Para warga saling berpandangan, mereka ingin ikut sayembara tapi tentu saja ragu dengan kemampuannya. Tampak Ambigu berdiri di samping Wagu dengan mata menyipit. Pasalnya sinar matahari begitu terik dan tepat menyorot wajah lugunya, wajah Ambigu begitu kusut dengan lingkaran hitam di kelopak matanya, pertanda anak itu kurang tidur.

“Jika aku memenangkan sayembara ini, nenek tentu bangga. Kakek pasti tersenyum di alam kuburnya. Tapi bagaimana mungkin! Sedangkan kakek saja tidak pernah mengajari apapun tentang ini.

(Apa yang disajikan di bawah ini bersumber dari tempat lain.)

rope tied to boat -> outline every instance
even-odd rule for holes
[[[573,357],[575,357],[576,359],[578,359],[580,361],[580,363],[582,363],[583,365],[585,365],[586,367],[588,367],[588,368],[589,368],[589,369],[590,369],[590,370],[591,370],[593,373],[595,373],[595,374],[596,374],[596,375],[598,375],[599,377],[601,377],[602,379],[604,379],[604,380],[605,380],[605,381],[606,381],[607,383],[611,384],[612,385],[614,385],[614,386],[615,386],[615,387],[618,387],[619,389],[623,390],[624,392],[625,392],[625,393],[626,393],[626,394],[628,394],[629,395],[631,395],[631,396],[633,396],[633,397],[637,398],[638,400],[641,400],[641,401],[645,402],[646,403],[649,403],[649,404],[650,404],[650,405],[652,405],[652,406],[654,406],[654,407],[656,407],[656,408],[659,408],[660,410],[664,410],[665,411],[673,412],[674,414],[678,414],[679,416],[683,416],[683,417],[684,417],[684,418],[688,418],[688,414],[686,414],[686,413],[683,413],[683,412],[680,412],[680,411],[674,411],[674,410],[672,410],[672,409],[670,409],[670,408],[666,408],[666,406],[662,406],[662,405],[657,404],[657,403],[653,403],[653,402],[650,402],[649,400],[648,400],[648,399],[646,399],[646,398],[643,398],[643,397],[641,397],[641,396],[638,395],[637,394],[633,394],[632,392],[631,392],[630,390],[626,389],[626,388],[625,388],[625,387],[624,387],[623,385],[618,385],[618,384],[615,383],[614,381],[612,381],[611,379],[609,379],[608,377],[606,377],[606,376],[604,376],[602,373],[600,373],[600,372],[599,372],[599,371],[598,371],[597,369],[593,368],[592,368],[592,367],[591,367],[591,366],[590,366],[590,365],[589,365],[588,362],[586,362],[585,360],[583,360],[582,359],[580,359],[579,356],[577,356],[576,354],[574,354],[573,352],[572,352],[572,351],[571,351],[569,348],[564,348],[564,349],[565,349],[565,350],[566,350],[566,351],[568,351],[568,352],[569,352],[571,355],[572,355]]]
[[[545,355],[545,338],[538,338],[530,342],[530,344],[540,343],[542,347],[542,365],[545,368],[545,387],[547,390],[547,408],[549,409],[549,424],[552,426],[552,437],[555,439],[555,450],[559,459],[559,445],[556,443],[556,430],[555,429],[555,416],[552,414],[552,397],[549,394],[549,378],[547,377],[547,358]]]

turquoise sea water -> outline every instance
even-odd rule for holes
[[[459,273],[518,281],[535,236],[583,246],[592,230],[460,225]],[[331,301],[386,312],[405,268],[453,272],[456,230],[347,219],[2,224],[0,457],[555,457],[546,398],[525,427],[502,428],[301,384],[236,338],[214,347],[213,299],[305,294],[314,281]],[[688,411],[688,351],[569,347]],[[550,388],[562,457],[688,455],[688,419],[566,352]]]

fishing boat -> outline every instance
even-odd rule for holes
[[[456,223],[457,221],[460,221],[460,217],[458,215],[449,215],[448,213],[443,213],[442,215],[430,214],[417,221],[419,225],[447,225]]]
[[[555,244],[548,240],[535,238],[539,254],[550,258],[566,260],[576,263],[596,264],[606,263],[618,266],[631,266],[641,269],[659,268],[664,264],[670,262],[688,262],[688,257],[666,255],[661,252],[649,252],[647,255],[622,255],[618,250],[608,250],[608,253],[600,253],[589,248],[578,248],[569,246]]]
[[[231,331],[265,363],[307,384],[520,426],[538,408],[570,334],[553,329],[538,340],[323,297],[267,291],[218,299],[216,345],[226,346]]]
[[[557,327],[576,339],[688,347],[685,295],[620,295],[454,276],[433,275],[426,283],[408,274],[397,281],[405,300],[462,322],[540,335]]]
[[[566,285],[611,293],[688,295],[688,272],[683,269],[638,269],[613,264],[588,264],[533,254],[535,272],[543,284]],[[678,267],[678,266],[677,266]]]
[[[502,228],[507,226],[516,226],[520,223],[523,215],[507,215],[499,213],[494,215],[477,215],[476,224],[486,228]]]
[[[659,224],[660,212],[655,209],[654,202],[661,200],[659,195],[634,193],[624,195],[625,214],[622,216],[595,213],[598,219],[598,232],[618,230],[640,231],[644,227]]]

"Kakek payah harusnya jangan buru-buru meninggal dulu sebelum meninggal mewariskan seluruh ilmunya.” Batinnya kesal. Ambigu masih ingat, Wasis pernah berpesan jika suatu hari nanti jika dirinya sudah cukup umur. Wasis akan memberitahu sesuatu. Tapi itu tidak mungkin terjadi. Wasis meninggal ketika Ambigu berusia sepuluh tahun.

“Jangan menunda waktu! Satu peserta lagi silakan maju ke depan,” ucap Kyai Nur BEI.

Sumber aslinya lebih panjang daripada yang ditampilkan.